Kadınlar, düşük ücretli, güvencesiz, esnek ve yarı zamanlı işlerde çalışmak zorunda
Özelleştirmelerle kamusal hizmetler tasfiye edilerek sermayeye devredilirken, bakım emeğinin de kadınlara yüklendiğine dikkat çeken Özpolat, ‘’Kadın istihdamını artırmaya yönelik olduğu söylenen politikalar, bakım emeğinin doğal olarak kadınlarca ücretsiz olarak karşılanacağı bir “aile” anlayışına göre planlanıyor. Bu planda merkezi bütçeden kadının payına günde yalnızca 51 kuruş düşüyor. Ev içi emek, bakım emeği, yeniden üretim emeğini üstlenmek durumunda kalan kadınlar, düşük ücretli, güvencesiz, esnek ve yarı zamanlı işlerde çalışmak zorunda bırakılıyor’’ şeklinde konuştu.
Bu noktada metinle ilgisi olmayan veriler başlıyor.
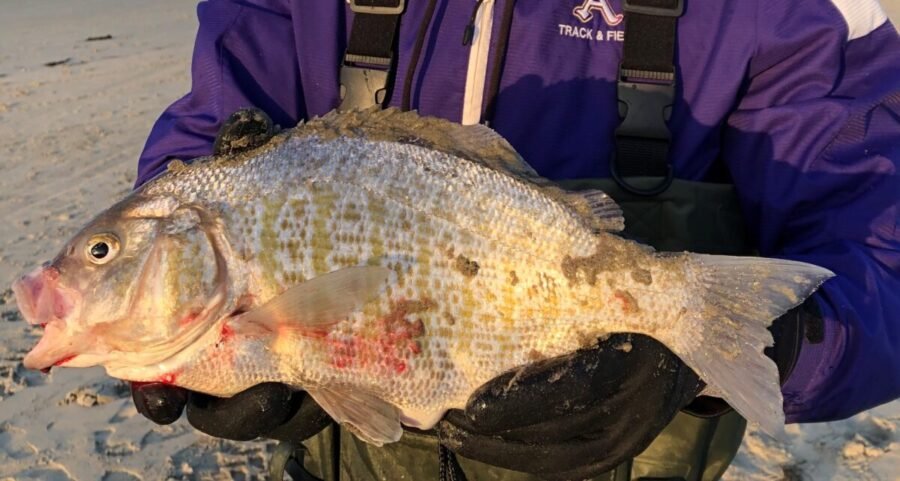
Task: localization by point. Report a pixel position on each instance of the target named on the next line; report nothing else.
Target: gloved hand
(269, 410)
(575, 416)
(583, 414)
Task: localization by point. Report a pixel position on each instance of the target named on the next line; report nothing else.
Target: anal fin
(370, 418)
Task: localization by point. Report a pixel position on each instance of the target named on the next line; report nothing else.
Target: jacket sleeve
(814, 150)
(244, 56)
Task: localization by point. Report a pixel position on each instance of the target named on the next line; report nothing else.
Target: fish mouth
(55, 348)
(44, 302)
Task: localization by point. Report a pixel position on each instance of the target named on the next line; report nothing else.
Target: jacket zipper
(478, 33)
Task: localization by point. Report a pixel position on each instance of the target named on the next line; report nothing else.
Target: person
(794, 107)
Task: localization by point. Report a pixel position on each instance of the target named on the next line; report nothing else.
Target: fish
(389, 264)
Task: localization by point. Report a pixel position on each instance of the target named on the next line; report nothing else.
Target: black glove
(575, 416)
(583, 414)
(269, 410)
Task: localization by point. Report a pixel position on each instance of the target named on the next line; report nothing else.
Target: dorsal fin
(477, 143)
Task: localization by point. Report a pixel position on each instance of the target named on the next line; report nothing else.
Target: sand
(70, 135)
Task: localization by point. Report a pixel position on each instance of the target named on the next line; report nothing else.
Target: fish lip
(26, 308)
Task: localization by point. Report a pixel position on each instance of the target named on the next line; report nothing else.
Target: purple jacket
(800, 99)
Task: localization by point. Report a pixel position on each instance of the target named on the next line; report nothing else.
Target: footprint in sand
(120, 476)
(13, 443)
(43, 474)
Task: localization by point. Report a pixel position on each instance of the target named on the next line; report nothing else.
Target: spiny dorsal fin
(599, 208)
(477, 143)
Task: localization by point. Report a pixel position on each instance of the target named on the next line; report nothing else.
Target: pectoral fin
(321, 301)
(368, 417)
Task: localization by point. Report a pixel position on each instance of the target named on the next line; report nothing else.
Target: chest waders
(667, 213)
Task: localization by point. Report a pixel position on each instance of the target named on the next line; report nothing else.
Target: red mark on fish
(189, 318)
(389, 345)
(64, 360)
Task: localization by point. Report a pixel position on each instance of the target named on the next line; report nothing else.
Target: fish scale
(390, 264)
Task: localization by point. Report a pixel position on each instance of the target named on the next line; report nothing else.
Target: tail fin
(741, 296)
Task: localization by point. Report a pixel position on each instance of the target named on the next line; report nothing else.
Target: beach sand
(70, 135)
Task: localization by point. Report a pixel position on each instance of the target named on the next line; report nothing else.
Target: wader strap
(368, 67)
(646, 91)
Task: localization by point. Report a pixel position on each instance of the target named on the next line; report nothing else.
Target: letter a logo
(585, 12)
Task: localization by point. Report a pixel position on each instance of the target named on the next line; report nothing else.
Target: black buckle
(379, 10)
(362, 87)
(675, 11)
(288, 458)
(644, 109)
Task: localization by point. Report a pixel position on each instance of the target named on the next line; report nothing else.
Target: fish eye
(102, 248)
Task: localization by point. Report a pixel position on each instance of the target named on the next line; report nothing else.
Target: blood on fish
(390, 343)
(64, 360)
(189, 318)
(227, 333)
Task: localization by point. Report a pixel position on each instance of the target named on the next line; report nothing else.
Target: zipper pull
(469, 31)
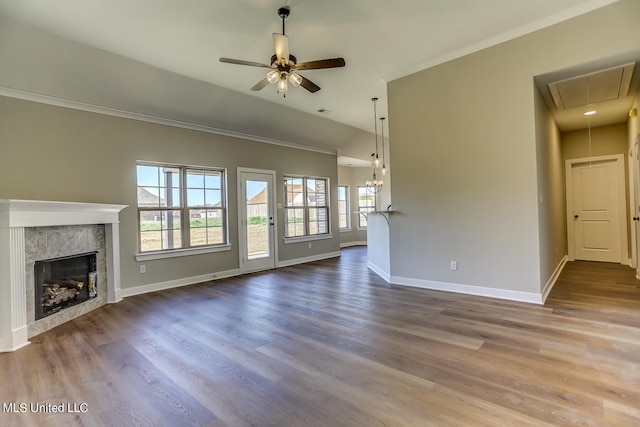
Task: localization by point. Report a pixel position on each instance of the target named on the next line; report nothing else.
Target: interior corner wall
(61, 154)
(552, 228)
(464, 133)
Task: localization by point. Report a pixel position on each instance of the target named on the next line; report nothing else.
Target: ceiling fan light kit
(284, 66)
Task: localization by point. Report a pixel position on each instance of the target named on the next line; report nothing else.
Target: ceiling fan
(284, 66)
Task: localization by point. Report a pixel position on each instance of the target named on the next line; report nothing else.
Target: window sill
(288, 240)
(148, 256)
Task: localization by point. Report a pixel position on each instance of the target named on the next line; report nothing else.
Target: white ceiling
(380, 40)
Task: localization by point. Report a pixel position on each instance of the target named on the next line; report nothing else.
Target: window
(344, 222)
(306, 209)
(180, 207)
(366, 203)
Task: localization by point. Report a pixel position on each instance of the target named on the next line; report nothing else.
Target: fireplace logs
(56, 292)
(64, 282)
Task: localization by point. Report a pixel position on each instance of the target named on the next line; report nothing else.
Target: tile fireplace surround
(18, 215)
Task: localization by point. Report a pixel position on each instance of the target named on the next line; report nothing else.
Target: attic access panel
(605, 85)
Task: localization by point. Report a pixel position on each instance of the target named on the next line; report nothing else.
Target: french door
(257, 219)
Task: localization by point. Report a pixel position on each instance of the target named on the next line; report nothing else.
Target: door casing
(621, 201)
(247, 265)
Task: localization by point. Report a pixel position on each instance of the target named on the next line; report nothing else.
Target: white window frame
(184, 209)
(347, 208)
(306, 208)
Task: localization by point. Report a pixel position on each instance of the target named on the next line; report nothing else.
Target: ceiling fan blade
(261, 84)
(241, 62)
(321, 63)
(281, 46)
(309, 85)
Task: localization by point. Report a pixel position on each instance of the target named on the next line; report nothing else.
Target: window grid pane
(161, 212)
(343, 207)
(306, 206)
(293, 190)
(294, 222)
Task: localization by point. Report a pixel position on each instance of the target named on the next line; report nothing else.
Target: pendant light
(375, 185)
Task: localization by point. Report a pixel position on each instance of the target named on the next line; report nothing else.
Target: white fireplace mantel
(15, 216)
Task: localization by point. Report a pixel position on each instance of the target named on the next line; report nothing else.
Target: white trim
(266, 263)
(379, 271)
(528, 297)
(319, 257)
(554, 277)
(174, 253)
(15, 216)
(356, 243)
(185, 281)
(75, 105)
(290, 240)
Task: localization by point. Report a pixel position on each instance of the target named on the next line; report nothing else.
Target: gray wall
(55, 153)
(464, 135)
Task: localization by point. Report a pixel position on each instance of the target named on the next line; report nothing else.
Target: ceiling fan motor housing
(283, 12)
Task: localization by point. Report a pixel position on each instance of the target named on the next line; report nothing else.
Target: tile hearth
(32, 230)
Nafaka hakkı tartışma konusu yapılırken kadınlar ekonomik bağımsızlığını kaybediyor
Sığınma evleri yetersizken iktidarın çözüm üretmemesini eleştiren Özpolat, ‘’Nafaka hakkı tartışma konusu yapılırken kadınlar ekonomik bağımsızlığını kaybediyor. “Aile bütünlüğü” söylemi altında kadınların yaşam hakkı ikinci plana itiliyor. Cinsiyet eşitliği kavramı resmi belgelerden çıkarılırken, yerine “fıtrat” ve “roller” üzerinden kısıtlayıcı bir anlayış yerleştiriliyor. Bu politikaların tümü, şiddeti artıran zemini genişletiyor. Biz kadınlar biliyoruz ki şiddet, bu düzenin doğrudan sonucu’’ değerlendirmesini yaptı.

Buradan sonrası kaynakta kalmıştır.